I was struck by your tweet during the Legislative Data Transparency Conference from a couple of weeks ago: “If the gods reached down and banished all PDFs from the face of the earth, I’d be fine with that. #ldtc”
Maybe I don’t understand your tweet. If you believe legislative docs shouldn’t be rendered in PDF, how should they be rendered? For legislation, PDF serves a critical function – it is a publicly available rendition of the legal paper document. The concerns I have with the idea of sole use of non-PDF formats (i.e., XML) are: (1) authenticity, (2) missing page and line numbering for navigation and amendment language, (3) access time to load XML+XSL over the web for large files, and (4) dropped or added text due to XSLT errors and updates. I’d prefer that you ask the gods to include the source documents in all government-created PDF files – regardless of source file format.
What’s your beef with PDF?
This came from a guy who has worked with legislative data much longer than I have, knows Congressional documents cold, and generally has an excellent idea of what he is doing. I have a lot of respect for his judgment.
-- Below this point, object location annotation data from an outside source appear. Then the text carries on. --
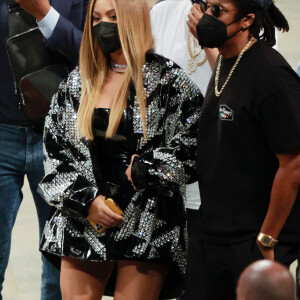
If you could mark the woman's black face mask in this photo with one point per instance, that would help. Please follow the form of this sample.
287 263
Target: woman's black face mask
107 35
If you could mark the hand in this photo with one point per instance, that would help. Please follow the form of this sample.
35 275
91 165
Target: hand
101 214
194 17
128 171
37 8
268 253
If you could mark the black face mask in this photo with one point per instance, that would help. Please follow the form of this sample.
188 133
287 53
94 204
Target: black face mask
212 32
107 35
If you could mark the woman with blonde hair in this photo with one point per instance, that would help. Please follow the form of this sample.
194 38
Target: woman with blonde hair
122 126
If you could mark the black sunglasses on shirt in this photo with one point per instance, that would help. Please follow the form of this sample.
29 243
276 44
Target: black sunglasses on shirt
215 8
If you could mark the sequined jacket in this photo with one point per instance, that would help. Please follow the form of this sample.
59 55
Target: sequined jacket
154 218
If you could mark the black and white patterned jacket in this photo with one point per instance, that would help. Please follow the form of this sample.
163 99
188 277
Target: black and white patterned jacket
155 217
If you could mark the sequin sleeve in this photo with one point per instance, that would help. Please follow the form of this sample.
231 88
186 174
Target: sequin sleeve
69 183
175 161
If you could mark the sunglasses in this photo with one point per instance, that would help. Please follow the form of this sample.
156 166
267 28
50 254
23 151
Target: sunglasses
215 8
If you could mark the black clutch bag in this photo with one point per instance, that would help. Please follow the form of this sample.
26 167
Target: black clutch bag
37 69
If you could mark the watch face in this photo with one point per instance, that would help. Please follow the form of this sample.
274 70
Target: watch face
266 240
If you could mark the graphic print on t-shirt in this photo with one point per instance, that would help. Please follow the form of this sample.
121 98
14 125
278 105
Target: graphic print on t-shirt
225 113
I have three practical responses, one impractical one, and a conclusion that actually agrees with his, though somewhat reluctantly:
1) The idea that authenticity is tied to a particular rendering format is simply wrong, though the use of PDF for this purpose is comforting for those who crave a format that is recognizably print-like. That’s been talked about in many places, notably in recommendations to the House of Representatives Bulk Data Task Force a couple of years back.
2) Missing page and line numbering is indeed a problem during a limited, strongly-bounded portion of the legislative process. I believe it has been solved elsewhere using XML (at least if my notes from the UN ICT and Parliaments meeting on open document standards, held at the House of Representatives in 2012, are correct, though they may not be). It is certainly possible to represent page and line numbers in XML, though it is awkward, difficult, and maybe impossible to round-trip XML to and from PDF if the PDF is altered.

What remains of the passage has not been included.